Codinaeopsin is an antimalarial isolated from a fungal isolate found in white yemeri trees (Vochysia guatemalensis) in Costa Rica.  It is reported to have bioactivity against Plasmodium falciparum with an IC50 = 2.3 μg/mL (4.7 μM). Pure codinaeopsin was reported to be isolated with a total yield of 18 mg/mL from cultured fungus.   The biosynthesis of codinaeopsin involves a polyketide synthase-nonribosomal peptide synthetase (PKS-NRPS) hybrid.

Biosynthesis

Formation of linear polyketide
The first step of the biosynthesis of codinaeopsin involves the assembly of the a linear polyketide by use of seven modules and incorporation of six methylmalonyl CoAs and one malonyl CoA by polyketide synthases (type I PKSs).

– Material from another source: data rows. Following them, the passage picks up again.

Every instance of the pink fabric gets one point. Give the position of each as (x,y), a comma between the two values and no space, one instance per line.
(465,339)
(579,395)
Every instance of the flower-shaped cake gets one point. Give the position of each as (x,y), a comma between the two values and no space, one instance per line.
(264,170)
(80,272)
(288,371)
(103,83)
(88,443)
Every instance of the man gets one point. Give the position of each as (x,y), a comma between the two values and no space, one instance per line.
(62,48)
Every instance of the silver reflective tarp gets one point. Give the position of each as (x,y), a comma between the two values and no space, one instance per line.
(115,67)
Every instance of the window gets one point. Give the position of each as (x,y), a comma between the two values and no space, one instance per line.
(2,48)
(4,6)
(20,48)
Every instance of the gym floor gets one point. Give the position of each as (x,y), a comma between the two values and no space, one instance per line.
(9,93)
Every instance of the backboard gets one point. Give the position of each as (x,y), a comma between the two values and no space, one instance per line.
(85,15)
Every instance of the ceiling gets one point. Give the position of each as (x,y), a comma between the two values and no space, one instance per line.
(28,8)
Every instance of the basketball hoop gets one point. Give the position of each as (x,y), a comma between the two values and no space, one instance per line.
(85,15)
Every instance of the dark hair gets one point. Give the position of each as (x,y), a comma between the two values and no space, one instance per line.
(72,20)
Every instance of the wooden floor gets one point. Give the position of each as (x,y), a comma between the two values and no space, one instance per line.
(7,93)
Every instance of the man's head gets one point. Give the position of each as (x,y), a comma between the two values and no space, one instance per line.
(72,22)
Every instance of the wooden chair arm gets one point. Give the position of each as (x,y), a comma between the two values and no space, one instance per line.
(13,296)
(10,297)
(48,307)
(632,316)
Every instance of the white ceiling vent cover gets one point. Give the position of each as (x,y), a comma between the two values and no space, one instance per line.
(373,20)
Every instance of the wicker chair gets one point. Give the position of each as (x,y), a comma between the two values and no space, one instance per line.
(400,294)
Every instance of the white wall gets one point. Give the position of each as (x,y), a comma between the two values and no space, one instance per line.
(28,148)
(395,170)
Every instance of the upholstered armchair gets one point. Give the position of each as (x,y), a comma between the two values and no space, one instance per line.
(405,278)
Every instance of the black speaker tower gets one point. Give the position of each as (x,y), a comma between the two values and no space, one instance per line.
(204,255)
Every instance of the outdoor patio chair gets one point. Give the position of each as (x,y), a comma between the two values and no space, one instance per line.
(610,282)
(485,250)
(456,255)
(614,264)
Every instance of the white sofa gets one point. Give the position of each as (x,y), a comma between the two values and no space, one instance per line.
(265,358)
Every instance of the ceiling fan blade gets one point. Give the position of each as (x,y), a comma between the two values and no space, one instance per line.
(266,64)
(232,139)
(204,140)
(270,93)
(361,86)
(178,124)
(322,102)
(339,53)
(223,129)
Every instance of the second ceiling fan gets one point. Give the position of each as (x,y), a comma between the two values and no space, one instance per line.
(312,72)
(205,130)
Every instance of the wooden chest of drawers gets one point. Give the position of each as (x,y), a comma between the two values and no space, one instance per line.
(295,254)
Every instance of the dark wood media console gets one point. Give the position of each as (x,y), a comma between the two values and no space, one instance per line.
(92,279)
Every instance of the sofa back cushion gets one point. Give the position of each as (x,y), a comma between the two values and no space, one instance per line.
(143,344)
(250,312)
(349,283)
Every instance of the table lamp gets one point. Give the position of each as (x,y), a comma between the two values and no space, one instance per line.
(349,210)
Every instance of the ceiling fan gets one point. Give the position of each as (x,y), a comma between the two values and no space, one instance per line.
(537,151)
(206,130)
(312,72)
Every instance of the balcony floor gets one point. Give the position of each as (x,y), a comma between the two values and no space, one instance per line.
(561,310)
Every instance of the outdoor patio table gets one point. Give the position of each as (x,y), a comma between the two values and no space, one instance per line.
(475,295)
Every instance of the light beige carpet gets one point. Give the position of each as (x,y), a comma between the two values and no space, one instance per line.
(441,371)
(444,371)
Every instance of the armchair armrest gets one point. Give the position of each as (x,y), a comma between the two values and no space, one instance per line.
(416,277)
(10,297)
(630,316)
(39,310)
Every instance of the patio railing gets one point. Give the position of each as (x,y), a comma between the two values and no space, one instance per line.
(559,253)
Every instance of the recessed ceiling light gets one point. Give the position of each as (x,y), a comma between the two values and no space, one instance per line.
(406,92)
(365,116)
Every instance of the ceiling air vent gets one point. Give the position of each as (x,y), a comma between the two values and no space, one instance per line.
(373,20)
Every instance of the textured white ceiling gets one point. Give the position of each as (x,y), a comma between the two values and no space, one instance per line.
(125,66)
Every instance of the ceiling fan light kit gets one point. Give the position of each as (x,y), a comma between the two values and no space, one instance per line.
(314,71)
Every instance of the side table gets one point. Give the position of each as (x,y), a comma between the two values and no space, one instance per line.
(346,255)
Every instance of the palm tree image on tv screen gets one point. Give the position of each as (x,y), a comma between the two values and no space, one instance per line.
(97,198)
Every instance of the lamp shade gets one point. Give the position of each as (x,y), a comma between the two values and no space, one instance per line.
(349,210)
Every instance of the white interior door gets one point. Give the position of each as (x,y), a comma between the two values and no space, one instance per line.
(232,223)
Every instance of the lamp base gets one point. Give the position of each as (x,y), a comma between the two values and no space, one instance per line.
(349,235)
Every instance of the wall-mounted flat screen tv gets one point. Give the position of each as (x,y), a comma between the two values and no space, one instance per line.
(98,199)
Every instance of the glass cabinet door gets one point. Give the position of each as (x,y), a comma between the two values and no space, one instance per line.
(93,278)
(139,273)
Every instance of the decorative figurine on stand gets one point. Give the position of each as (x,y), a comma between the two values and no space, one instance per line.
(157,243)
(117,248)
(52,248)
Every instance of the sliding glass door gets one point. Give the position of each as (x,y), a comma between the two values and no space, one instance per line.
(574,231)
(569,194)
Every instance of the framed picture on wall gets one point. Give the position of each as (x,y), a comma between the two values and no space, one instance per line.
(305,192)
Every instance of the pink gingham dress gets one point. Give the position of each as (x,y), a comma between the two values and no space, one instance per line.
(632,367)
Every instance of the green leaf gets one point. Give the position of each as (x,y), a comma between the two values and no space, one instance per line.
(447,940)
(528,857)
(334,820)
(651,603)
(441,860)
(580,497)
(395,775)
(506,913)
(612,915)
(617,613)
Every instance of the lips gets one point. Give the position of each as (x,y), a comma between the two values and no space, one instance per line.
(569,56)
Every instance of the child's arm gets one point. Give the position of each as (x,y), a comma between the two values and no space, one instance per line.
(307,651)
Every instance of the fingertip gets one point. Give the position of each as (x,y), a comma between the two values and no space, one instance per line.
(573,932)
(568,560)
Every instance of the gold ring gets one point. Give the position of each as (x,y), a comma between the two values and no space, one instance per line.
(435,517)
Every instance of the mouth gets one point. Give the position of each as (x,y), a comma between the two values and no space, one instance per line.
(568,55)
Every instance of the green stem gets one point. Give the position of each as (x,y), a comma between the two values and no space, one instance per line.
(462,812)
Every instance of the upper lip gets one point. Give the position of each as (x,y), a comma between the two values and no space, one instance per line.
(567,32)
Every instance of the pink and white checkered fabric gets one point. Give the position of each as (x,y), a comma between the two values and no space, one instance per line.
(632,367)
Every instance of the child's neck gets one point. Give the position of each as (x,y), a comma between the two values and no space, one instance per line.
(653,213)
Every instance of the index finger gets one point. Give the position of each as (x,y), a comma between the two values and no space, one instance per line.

Formation of tetramic acid (2,4-pyrrolidinone)
L-Tryptophan is introduced by a nonribosomal peptide synthetase (NRPS) module and results in the central heterocyclic tetramic acid (2,4-pyrrolidinone).  The formal oxidation-reduction is found to be achieved by a series of tautomeric shifts involving enol and imine intermediates in the ring and consistent by discovery both C-2’ epimers.

Cyclization of PKS-assembled unit
The PKS unit is hypothesized to cyclize by a Diels-Alder-like addition similar to other natural products such as lovastatin and solanapyrone.